1.2 Additional Contact Connection Diagnostic Method

During PLC retrofitting, only the most essential external input contacts are typically used to save input points. However, to improve reliability, important components may have both normally open and normally closed contacts connected to separate PLC input ports. Software routines then monitor these contacts to detect faults such as stuck relays or failed components.

For example, if a relay K exists in the electrical system, its normally open contact could be connected to X401, while its normally closed contact is connected to X402. When the relay coil is energized, the normally closed contact opens, and the normally open contact closes. If this does not happen, a fault is detected. This method helps ensure accurate fault identification, especially when input ports are available for redundancy.

1.3 Time Limit Method

In automated machine tools, each action must be completed within a defined time frame. If an action exceeds the allowed time, it may indicate a fault. To detect this, a timer is started when a step begins. The timing should be longer than the normal operation cycle. If the timer triggers, it signals a fault, and the system can respond accordingly, such as by stopping the process or initiating a shutdown.

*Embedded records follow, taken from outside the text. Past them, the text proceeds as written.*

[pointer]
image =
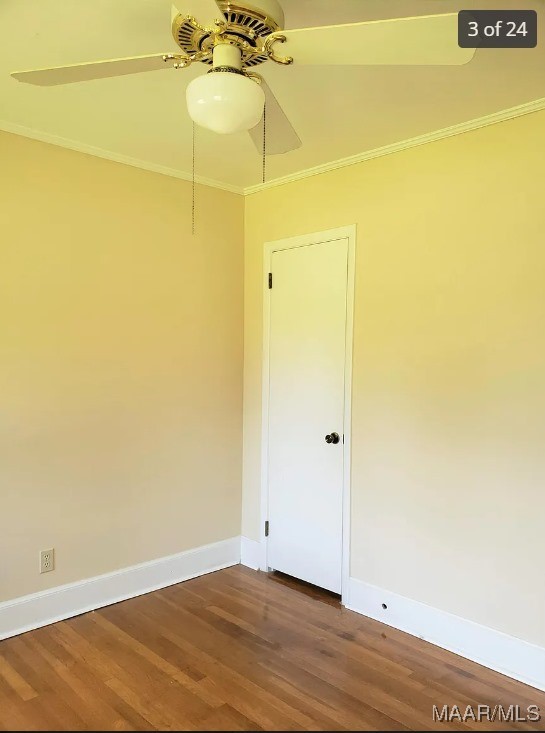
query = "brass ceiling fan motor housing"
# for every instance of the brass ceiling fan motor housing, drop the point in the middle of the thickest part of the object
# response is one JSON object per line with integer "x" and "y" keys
{"x": 248, "y": 26}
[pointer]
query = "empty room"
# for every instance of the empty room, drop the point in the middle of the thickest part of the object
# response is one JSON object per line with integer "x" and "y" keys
{"x": 272, "y": 365}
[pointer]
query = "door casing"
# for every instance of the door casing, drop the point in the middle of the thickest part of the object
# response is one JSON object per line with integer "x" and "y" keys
{"x": 346, "y": 232}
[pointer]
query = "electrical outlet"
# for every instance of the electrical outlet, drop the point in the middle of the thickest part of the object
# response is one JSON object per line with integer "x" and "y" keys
{"x": 47, "y": 561}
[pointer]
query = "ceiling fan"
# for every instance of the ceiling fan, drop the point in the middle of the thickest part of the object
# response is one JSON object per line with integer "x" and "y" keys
{"x": 236, "y": 37}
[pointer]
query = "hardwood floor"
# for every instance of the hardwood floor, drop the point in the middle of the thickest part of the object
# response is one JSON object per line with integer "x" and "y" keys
{"x": 237, "y": 650}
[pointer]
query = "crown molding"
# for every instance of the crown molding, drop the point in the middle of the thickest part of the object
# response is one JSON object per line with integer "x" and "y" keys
{"x": 501, "y": 116}
{"x": 63, "y": 142}
{"x": 492, "y": 119}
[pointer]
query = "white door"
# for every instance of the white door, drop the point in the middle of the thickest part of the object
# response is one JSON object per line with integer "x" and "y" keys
{"x": 307, "y": 351}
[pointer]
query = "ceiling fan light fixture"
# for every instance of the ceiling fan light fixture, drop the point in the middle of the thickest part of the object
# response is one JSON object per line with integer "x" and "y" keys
{"x": 225, "y": 102}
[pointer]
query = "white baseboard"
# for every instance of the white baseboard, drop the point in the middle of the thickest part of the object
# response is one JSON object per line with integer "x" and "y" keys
{"x": 493, "y": 649}
{"x": 47, "y": 607}
{"x": 251, "y": 553}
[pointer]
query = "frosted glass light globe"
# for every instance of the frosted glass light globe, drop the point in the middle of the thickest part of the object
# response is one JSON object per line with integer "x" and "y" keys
{"x": 225, "y": 102}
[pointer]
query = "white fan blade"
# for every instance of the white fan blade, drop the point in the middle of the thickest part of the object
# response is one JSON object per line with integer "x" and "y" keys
{"x": 92, "y": 70}
{"x": 280, "y": 136}
{"x": 425, "y": 40}
{"x": 204, "y": 11}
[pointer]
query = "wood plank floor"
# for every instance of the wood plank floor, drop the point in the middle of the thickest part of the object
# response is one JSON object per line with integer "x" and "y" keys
{"x": 238, "y": 650}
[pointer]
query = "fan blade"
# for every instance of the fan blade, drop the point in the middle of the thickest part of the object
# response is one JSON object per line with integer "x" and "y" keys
{"x": 425, "y": 40}
{"x": 92, "y": 70}
{"x": 204, "y": 11}
{"x": 280, "y": 135}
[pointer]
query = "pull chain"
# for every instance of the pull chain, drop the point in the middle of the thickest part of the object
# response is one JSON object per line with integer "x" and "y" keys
{"x": 264, "y": 142}
{"x": 193, "y": 186}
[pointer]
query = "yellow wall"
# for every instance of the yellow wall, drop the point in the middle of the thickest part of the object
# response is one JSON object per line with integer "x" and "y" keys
{"x": 448, "y": 473}
{"x": 120, "y": 365}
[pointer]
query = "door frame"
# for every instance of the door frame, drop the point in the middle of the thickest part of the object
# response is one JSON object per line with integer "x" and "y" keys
{"x": 346, "y": 232}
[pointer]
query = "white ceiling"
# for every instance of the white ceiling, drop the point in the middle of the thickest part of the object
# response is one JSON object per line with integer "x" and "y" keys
{"x": 337, "y": 112}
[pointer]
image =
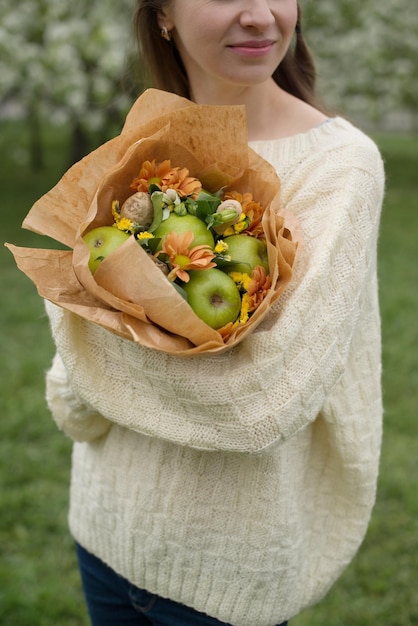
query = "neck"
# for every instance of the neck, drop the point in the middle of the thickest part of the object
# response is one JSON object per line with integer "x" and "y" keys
{"x": 262, "y": 104}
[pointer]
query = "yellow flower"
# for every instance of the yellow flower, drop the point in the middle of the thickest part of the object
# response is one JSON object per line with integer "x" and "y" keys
{"x": 245, "y": 309}
{"x": 182, "y": 257}
{"x": 124, "y": 224}
{"x": 242, "y": 280}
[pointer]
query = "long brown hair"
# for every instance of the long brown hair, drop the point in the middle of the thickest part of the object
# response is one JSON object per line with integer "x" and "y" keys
{"x": 162, "y": 67}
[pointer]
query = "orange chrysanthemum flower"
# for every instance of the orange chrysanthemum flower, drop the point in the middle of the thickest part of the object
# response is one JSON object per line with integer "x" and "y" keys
{"x": 150, "y": 173}
{"x": 182, "y": 257}
{"x": 258, "y": 288}
{"x": 227, "y": 330}
{"x": 252, "y": 209}
{"x": 185, "y": 185}
{"x": 166, "y": 177}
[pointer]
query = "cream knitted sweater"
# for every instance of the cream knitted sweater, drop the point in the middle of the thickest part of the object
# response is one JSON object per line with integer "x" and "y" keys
{"x": 241, "y": 484}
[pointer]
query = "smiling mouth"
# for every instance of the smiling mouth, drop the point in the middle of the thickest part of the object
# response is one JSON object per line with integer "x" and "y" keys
{"x": 253, "y": 47}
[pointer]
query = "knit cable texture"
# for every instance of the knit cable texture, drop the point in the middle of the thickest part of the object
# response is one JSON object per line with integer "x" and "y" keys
{"x": 242, "y": 484}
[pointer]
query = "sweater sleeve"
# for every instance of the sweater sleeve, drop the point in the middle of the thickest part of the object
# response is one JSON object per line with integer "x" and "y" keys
{"x": 276, "y": 381}
{"x": 75, "y": 418}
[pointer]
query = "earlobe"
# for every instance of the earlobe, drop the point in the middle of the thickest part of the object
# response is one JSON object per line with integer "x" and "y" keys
{"x": 164, "y": 21}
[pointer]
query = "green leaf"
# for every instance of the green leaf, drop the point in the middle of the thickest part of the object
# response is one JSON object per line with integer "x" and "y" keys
{"x": 157, "y": 203}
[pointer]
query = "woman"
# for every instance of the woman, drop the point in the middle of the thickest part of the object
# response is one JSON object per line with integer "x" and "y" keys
{"x": 256, "y": 521}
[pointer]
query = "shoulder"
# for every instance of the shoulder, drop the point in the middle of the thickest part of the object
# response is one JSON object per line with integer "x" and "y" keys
{"x": 334, "y": 145}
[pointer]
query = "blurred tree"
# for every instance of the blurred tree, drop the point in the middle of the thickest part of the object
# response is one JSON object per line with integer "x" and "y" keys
{"x": 66, "y": 62}
{"x": 367, "y": 56}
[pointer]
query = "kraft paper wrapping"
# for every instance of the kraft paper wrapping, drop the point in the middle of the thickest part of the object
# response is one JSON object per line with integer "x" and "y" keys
{"x": 128, "y": 294}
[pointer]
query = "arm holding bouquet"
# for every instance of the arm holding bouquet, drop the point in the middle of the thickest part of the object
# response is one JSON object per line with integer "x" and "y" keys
{"x": 224, "y": 466}
{"x": 247, "y": 399}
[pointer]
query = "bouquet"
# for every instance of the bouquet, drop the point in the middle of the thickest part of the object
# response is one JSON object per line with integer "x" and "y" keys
{"x": 176, "y": 234}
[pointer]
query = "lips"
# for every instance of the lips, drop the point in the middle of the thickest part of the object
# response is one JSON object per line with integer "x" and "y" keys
{"x": 253, "y": 47}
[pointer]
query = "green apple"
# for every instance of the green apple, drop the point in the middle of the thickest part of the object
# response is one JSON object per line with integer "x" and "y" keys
{"x": 213, "y": 296}
{"x": 101, "y": 242}
{"x": 183, "y": 223}
{"x": 246, "y": 253}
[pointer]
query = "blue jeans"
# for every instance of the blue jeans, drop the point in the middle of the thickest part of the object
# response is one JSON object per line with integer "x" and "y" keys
{"x": 113, "y": 601}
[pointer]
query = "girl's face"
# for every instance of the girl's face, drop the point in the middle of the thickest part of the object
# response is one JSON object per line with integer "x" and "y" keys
{"x": 230, "y": 42}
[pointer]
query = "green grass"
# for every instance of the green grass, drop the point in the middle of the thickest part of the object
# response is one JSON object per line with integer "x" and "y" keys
{"x": 39, "y": 584}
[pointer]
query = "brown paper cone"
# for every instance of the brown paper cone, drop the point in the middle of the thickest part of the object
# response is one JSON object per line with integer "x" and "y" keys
{"x": 128, "y": 294}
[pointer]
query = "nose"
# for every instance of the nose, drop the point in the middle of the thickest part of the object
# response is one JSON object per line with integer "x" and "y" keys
{"x": 257, "y": 14}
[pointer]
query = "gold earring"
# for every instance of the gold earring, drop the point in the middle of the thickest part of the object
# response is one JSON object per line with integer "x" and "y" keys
{"x": 165, "y": 34}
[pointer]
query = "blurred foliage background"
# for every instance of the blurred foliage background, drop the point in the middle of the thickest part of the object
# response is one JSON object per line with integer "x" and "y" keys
{"x": 75, "y": 64}
{"x": 68, "y": 75}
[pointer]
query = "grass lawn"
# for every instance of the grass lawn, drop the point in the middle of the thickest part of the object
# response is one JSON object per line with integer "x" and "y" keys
{"x": 39, "y": 583}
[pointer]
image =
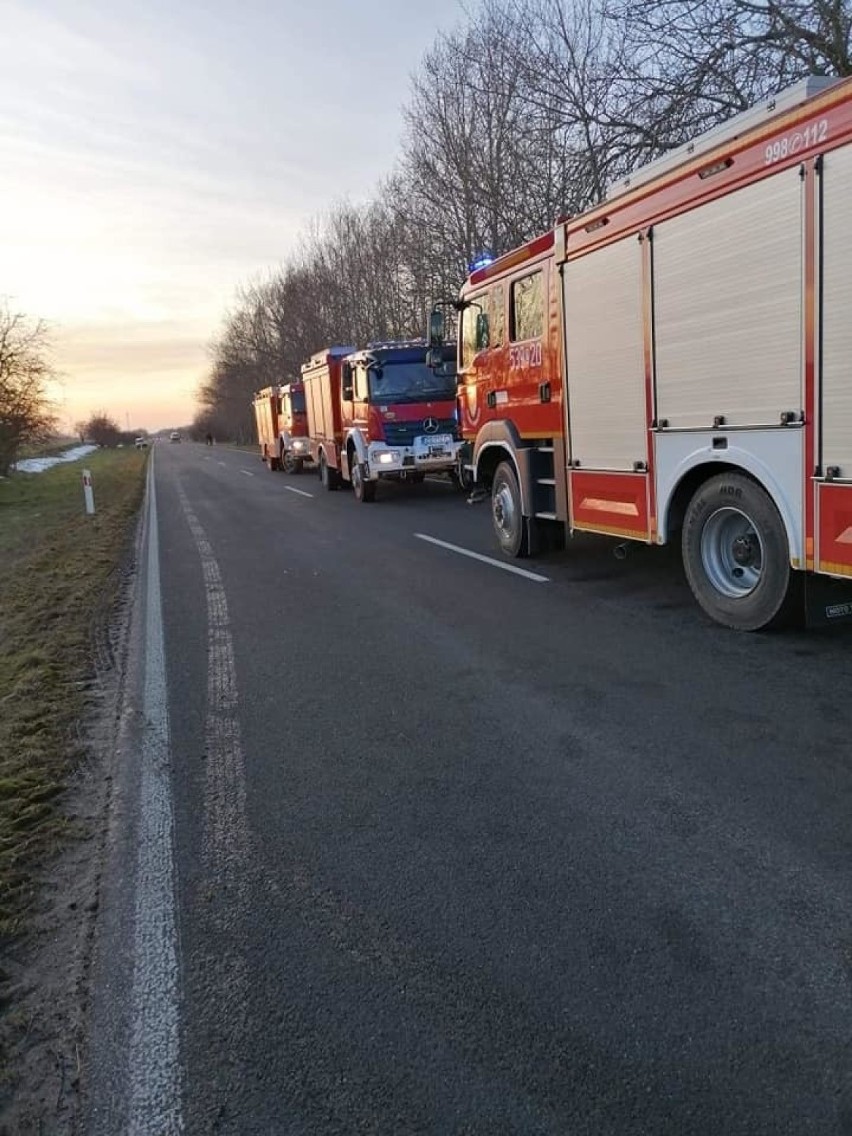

Figure 3 illustrates the fault detection process during the transition from fast forward to work mode. M110 represents the fast forward step. Once the stroke switch is triggered, the system should move into the work mode. If this transition takes longer than expected, it is considered a fault in the fast forward phase, possibly due to a faulty switch, hydraulic issue, or electrical problem. While the exact cause may not be identified, the system can prevent further damage by halting operations.

2. Fault Diagnosis Design for Analog Signals

Since PLCs support analog processing, they can monitor critical parameters such as pressure, flow, temperature, and vibration in machine tools. Sensors and transmitters are used to collect these data, which are then processed by the PLC’s A/D module. Real-time comparison with set thresholds allows the system to determine whether the machine is operating correctly. If abnormal values are detected, the system can alert the operator or initiate a shutdown.

Figure 4 shows the block diagram of the parameter monitoring system, highlighting how real-time data is collected, analyzed, and acted upon to maintain safe and efficient machine operation.